The city already has five enterprise zones and a revitalization zone. Businesses in the zones receive state tax credits for the purchase of machinery and equipment, construction costs and the hiring of workers who live within the zones. Also, banks and other lenders who gives loans to businesses within the zones receive deductions on interest they are paid.

Steve MacDonald, director of L.A.’s Business Team, a section of the mayor’s office devoted to L.A. business retention and attraction, acknowledged that letting business owners know what benefits are available to them has been a challenge over the years.

“I think in general the companies tend to be confused about the different programs out there, and that’s why we on the Business Team try to work with them on it,” MacDonald said.

In existing empowerment zones, businesses receive up to $3,000 a year in federal tax credits for each employee who lives and works within the zone. The credits apply to existing employees as well as new hires, so many companies received tax breaks as soon as the zone was put in place.

The credit as with the worker tax credit in the state zones is given to encourage companies within the empowerment zones to employ workers living in the region’s most impoverished communities.

In addition, businesses are able to write off the purchase of new equipment up to a value of $37,500 a year in the first year the equipment was bought, rather than over the normal five-year period.

Also in existing empowerment zones, tax-exempt bonds were available for manufacturers and commercial developers up to $3 million a project, and up to $20 million per business. The bonds have been used scantily in other zones because of complex employment requirements, but those problems are expected to be ironed out by the time L.A. gets its empowerment zone.

In 1994, federal officials stunned local officials by turning down the city of L.A.’s application for one of six original empowerment zones, which brought business tax credits, federal grants and other incentives to other cities even though it was L.A.’s 1992 riots that were the inspiration for empowerment zones.

As a consolation prize, the city in 1995 was given a $450 million federal grant to form the Los Angeles Community Development Bank, which offers loans to businesses in impoverished parts of L.A.

City officials expect confirmation within the next six months that Los Angeles will be home to one of 20 new empowerment zones as part of the recently approved federal budget.

“The presumption is that it will be in Los Angeles,” said Jim Seeley, the city’s federal legislative representative.

The proposed 19.3-square-mile empowerment zone, the same zone that was proposed in 1994, encompasses much of East L.A., Pacoima, South L.A. and Watts.

Seeley said the hardest and most important part of receiving the designation will be promoting the zone to L.A. businesses.

“We’re going to have some work cut out for us to tell them they’re in the empowerment zone,” Seeley said. “It’s a real challenge.”

But, he added, the designation will be good for such business promoters as L.A.’s Business Team.

“This just adds another arrow in their quiver,” Seeley said.

Jack Kyser, chief economist with the Economic Development Corp. of L.A. County, said that the region’s existing zones that give businesses breaks in their taxes the state revitalization and enterprise zones have been useful, but underutilized because of insufficient marketing.

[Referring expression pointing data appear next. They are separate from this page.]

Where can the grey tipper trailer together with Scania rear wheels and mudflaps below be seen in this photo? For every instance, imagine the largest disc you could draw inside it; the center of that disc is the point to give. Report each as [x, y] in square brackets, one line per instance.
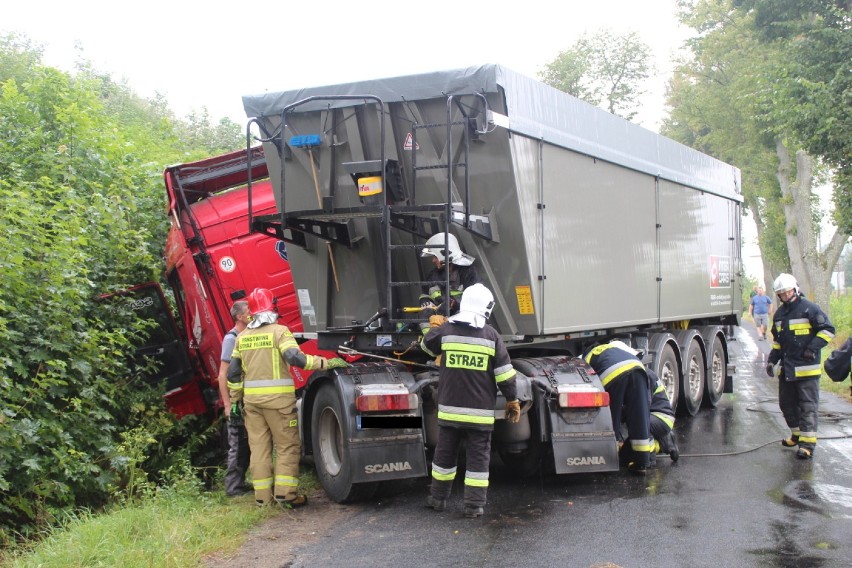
[584, 226]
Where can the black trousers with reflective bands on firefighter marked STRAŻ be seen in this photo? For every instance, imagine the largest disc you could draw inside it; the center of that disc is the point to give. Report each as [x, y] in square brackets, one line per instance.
[477, 458]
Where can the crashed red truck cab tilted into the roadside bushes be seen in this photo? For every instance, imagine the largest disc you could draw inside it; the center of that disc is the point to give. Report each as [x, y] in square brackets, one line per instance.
[211, 259]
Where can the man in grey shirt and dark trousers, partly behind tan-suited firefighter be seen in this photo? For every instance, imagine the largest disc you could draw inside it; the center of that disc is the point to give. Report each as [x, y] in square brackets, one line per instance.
[238, 448]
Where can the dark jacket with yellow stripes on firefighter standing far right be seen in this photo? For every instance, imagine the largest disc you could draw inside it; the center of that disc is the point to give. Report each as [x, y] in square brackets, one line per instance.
[799, 326]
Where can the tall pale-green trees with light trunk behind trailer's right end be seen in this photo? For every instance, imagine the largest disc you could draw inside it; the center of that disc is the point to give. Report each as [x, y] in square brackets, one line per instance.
[740, 98]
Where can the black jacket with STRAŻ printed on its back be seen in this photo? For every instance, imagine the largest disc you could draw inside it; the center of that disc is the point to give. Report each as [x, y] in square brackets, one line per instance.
[474, 364]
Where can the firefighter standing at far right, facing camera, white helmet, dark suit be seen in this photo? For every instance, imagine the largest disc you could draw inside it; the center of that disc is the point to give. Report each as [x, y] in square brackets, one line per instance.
[800, 329]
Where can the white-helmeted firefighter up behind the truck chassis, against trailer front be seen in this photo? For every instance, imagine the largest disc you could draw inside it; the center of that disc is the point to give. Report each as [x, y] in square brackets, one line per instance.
[462, 272]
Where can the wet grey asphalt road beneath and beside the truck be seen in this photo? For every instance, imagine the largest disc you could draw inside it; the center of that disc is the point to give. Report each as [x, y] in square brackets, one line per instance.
[735, 498]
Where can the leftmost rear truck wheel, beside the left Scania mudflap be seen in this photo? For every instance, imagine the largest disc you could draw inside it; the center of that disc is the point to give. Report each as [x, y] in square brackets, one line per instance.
[331, 450]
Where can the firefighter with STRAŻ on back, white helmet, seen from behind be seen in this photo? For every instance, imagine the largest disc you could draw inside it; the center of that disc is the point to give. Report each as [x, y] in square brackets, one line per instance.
[474, 364]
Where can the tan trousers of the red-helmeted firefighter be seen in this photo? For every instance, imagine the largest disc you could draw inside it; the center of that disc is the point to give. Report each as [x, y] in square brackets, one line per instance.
[278, 428]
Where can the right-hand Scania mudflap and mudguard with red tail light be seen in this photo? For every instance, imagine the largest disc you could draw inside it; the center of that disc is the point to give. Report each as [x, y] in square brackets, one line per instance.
[575, 407]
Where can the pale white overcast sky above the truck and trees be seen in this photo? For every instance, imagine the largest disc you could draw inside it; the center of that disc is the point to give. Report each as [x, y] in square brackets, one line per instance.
[209, 54]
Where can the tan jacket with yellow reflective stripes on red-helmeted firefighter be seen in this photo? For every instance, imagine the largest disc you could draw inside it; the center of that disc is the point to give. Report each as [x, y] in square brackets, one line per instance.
[264, 377]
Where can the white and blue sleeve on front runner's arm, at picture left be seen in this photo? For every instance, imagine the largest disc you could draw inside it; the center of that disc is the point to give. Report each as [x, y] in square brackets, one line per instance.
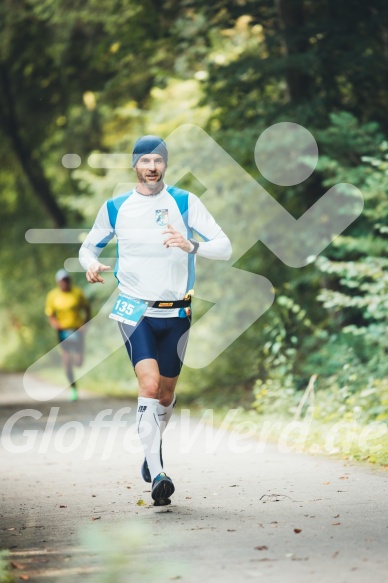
[100, 235]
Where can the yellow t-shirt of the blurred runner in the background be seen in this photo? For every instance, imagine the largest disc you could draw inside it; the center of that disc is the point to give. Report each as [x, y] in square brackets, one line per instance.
[68, 307]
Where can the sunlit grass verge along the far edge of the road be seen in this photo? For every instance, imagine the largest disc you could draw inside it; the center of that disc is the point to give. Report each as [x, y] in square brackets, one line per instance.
[346, 438]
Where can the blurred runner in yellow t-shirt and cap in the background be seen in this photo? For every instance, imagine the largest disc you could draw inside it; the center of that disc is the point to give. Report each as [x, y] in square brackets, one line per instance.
[68, 310]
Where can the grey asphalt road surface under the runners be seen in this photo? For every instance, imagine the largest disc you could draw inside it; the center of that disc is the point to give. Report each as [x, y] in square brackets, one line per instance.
[73, 506]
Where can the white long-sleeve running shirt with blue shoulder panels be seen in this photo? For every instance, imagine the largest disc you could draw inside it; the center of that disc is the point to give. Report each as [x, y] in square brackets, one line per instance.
[145, 268]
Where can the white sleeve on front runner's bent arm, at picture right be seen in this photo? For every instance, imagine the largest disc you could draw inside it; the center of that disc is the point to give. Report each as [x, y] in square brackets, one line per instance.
[216, 244]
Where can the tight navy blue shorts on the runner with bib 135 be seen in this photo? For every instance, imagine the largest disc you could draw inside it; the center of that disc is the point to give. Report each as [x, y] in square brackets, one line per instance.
[158, 338]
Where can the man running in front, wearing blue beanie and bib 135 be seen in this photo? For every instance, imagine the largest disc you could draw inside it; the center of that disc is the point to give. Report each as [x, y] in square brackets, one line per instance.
[154, 226]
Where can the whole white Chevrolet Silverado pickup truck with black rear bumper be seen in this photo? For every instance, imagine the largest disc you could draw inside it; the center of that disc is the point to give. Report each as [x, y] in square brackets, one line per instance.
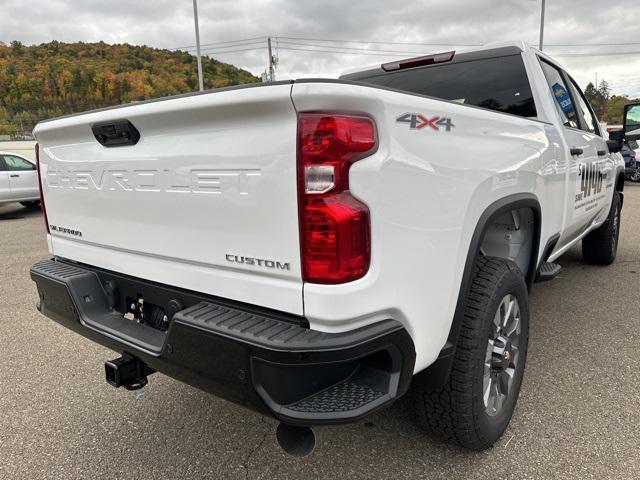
[312, 249]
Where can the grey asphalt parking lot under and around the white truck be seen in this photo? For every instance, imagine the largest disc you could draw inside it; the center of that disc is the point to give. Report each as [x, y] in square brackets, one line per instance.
[578, 415]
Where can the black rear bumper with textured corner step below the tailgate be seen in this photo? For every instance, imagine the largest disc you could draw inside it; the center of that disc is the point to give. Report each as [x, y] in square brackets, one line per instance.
[268, 361]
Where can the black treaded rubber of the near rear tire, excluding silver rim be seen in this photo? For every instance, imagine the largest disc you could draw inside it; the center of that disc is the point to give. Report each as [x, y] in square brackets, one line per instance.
[456, 413]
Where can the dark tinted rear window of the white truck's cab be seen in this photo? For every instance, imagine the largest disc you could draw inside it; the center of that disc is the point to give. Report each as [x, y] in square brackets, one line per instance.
[499, 83]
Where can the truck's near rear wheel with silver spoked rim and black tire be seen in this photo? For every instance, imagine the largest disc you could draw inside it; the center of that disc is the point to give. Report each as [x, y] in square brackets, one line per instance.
[475, 405]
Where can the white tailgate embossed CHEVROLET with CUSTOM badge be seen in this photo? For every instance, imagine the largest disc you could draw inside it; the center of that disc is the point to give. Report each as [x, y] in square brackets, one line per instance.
[206, 199]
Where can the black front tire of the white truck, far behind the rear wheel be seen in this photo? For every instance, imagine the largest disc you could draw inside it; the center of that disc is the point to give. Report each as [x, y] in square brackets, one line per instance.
[600, 246]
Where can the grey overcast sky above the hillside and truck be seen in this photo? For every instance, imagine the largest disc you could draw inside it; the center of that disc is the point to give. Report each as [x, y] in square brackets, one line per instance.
[570, 24]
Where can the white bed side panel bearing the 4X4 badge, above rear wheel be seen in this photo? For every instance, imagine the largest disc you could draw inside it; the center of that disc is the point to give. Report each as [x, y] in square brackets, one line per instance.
[426, 190]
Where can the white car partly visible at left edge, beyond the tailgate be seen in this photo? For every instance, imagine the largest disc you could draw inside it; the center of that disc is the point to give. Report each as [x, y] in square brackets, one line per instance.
[18, 180]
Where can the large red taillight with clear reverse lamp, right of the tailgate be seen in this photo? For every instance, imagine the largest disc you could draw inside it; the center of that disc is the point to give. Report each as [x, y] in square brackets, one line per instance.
[334, 225]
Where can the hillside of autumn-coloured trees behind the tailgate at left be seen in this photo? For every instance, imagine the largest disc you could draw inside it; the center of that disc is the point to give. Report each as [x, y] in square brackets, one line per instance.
[52, 79]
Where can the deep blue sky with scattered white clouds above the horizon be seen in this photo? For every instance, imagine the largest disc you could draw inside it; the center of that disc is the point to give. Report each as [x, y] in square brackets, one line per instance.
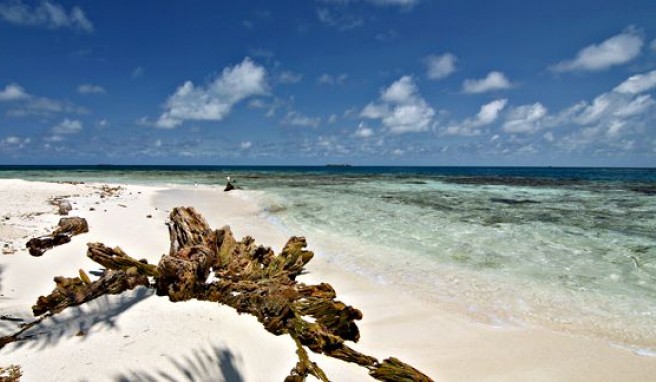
[370, 82]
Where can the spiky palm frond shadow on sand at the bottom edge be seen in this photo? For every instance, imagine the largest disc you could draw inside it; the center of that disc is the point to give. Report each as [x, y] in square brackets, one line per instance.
[214, 364]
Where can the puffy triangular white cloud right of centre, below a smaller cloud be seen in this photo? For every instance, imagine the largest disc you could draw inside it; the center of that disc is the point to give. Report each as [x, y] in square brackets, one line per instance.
[401, 108]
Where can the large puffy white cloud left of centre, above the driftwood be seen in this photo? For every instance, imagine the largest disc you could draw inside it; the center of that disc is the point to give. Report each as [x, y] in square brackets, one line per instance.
[214, 101]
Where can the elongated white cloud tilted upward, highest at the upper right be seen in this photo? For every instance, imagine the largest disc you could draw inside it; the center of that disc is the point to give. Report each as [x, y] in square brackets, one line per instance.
[616, 50]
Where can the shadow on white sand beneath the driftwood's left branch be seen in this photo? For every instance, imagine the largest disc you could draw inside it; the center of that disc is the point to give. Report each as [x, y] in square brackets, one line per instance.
[99, 314]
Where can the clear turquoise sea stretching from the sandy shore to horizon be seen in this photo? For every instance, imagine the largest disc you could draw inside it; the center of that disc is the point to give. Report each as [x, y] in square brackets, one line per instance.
[573, 249]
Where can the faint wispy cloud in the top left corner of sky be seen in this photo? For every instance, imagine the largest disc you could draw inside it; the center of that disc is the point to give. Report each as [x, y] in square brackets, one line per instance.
[47, 14]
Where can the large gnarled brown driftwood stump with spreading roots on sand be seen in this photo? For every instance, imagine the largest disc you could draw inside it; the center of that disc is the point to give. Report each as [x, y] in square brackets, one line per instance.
[249, 278]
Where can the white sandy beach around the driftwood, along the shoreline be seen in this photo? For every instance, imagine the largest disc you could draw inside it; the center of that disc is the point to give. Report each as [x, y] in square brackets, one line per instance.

“So a good question is how we are going to approach the empowerment zone and how we are going to staff it, because these things become much more labor-intensive,” Kyser said. “But this could be a good opportunity for us.”

Larry Kosmont, president of Kosmont & Associates Inc., which produces an annual report on the cost of doing business in cities throughout the state, agreed that the problem in promoting zones in the past has been “the lack of clear explanation.”

But he added that the Business Team and others have done a better job in recent years of promoting them, and that each new tax-break program is a plus for the city.

“As long as someone is around there on the private and public side to walk these people through the process, I think they accrue to everyone’s benefit,” he said.